Parler, qui est financé en partie par Rebekah Mercer, une donatrice majeure de l'ancien président Donald Trump, a discuté de l'hébergement de ses propres serveurs et de la prise en charge de son propre hébergement Web, a rapporté NPR. Trump a également lancé l'idée de lancer son propre service de médias sociaux après que Twitter l'ait définitivement suspendu.
David Groesbeck, un avocat représentant Parler, a déclaré au tribunal que l'espoir de la société de trouver rapidement un nouveau service d'hébergement Web ne s'est pas réalisé, créant une situation désastreuse qui, selon le PDG de Parler, pourrait entraîner la mort du site. « La notoriété et les retombées de la rupture ont chassé les partenaires commerciaux actuels et potentiels, frustrant totalement les plans de pré-résiliation de Parler pour remplacer et récupérer rapidement d'AWS », a écrit Groesbeck.
L’affaire Parler a fait sortir de l'ombre le contrôle des hébergeurs Web sur Internet
Les chercheurs en désinformation ont déclaré que la fermeture de Parler par Amazon a éliminé un lieu de rassemblement essentiel pour le partage et la discussion des conspirations liées aux élections que Trump a souvent attisés, a rapporté NPR.
« La raison pour laquelle nous connaissons ce déni de service de la part des entreprises est qu'il n'y a vraiment pas d'autres leviers possibles pour empêcher ce groupe de personnes de se rassembler et de tenter de nouveau ceci ou de tenter quelque chose d'autre qui est tout aussi dangereux », a déclaré Joan Donovan, une experte en extrémisme en ligne à Harvard. « Il sera très important que lorsqu'ils prendront ces décisions, ils s'y tiendront et qu'ils ne les feront pas revenir en arrière une fois que le feu sera éteint ».
Toutefois, pour les experts qui étudient la parole et l'infrastructure en ligne, la situation difficile dans laquelle se trouve Parler révèle à quel point le contrôle d'Internet est confié aux hébergeurs Web, une partie des acteurs du Web hors de vue qui a le pouvoir de décider quels sites vivent ou meurent. « Les entrailles du Web que personne ne veut jamais voir, ni traiter, ni penser », c'est ainsi que Greg Falco, chercheur en gestion des risques informatiques à l'Université de Stanford, décrit ces fournisseurs de services. « C'est une infrastructure essentielle pour notre société, mais elle a été poussée derrière un rideau ».
Ces derniers mois, les plus grandes sociétés de médias sociaux ont tracé des lignes plus claires autour des limites de la liberté d'expression en ligne. Et à la suite de l'attaque du Capitole, elles ont pris des mesures inhabituellement agressives contre des groupes et des comptes qui glorifiaient la violence. Mais, comme le montre le cas de Parler, la pression exercée sur les sociétés de médias sociaux pour qu'elles contrôlent le contenu sur leurs plateformes est partagée par les sociétés d'hébergement de sites Web.

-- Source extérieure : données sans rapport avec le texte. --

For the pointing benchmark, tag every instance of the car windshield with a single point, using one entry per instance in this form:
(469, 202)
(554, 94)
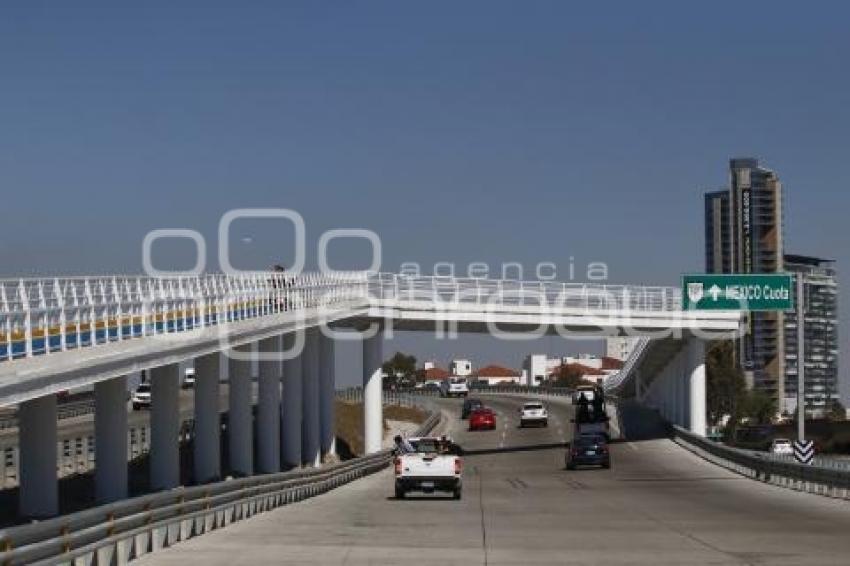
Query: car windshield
(588, 440)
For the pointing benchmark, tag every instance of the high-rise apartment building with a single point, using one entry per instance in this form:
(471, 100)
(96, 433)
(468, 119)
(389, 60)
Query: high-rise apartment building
(820, 327)
(744, 234)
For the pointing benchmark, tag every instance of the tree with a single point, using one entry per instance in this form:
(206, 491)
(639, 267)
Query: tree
(569, 376)
(837, 412)
(399, 369)
(759, 407)
(725, 385)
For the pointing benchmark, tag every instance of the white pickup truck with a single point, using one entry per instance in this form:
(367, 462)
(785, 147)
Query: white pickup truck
(454, 387)
(433, 465)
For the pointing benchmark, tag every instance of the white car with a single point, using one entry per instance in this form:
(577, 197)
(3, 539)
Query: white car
(589, 393)
(142, 396)
(533, 413)
(432, 465)
(454, 387)
(781, 446)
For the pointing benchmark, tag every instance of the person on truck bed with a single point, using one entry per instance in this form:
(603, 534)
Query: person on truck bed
(583, 409)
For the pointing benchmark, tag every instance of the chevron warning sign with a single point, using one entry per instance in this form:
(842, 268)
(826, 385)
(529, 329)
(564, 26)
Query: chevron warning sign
(804, 452)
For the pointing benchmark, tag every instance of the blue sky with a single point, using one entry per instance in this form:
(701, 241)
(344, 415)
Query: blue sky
(487, 131)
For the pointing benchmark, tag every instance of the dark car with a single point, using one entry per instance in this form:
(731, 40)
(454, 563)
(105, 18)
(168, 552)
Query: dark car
(482, 419)
(470, 405)
(591, 450)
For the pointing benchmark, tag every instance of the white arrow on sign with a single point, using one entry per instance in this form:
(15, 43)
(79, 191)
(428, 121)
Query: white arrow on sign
(714, 292)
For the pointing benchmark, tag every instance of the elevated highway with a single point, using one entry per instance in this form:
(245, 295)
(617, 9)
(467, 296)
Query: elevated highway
(57, 334)
(659, 504)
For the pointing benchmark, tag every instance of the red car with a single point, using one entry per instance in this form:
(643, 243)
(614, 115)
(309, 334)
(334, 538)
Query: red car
(482, 419)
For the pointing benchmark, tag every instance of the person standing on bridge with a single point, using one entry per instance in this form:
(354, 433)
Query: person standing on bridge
(402, 446)
(583, 409)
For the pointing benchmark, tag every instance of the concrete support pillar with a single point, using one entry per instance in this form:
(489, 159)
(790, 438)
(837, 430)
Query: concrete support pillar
(110, 433)
(678, 391)
(327, 369)
(373, 418)
(268, 405)
(291, 406)
(207, 445)
(39, 488)
(696, 379)
(310, 445)
(639, 392)
(165, 427)
(240, 421)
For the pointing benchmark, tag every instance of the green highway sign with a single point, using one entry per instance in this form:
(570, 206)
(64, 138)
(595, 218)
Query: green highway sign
(738, 291)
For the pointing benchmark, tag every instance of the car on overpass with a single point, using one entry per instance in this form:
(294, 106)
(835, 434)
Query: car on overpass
(483, 418)
(454, 387)
(533, 413)
(141, 398)
(782, 446)
(588, 450)
(433, 465)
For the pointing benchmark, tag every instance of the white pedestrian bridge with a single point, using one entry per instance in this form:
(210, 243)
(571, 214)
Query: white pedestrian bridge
(61, 333)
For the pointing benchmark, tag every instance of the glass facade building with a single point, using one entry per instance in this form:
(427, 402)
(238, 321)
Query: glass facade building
(820, 311)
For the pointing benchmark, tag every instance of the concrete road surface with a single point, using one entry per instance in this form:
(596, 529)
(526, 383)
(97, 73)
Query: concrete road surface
(657, 505)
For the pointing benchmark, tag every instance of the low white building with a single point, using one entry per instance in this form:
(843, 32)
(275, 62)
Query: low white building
(461, 368)
(537, 368)
(497, 375)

« La question devient délicate : quand peut-on réellement mettre quelqu'un à terre ? C'est vraiment un territoire gris », a déclaré Falco. « La réalité est que cela revient à comprendre quand cela attire l'attention du public, quand il y a réellement des implications physiques ».
Et il est difficile de trouver un exemple plus frappant que l'insurrection au Capitole, lorsque des hordes d'émeutiers se sont tournées vers Parler et d'autres sites alternatifs pour poster des vidéos de vandalisme, de dommages matériels et d'autres violences, comme les médias l'ont longuement documenté récemment.
« Lorsque vous avez quelque chose qui est apparemment violent ou qui provoque une autre crise ou tragédie dans le monde, c'est là que l'infrastructure du Web a tendance à sortir de l'ombre », a déclaré Dave Temkin, un ancien cadre de Netflix qui a supervisé la gestion des serveurs de la société.
Evelyn Douek, professeur à la faculté de droit de Harvard, prédit que de nouvelles batailles pour la parole en ligne vont éclater entre les sites qui choisissent une approche non interventionniste et les hébergeurs qui exigent une position plus agressive. Et cela l'inquiète. « Est-ce le bon endroit pour que la modération du contenu ait lieu ? » demande Douek. « Il est plus difficile de rendre ces choix responsables quand on ne sait même pas qui les fait ou pourquoi ils sont faits ».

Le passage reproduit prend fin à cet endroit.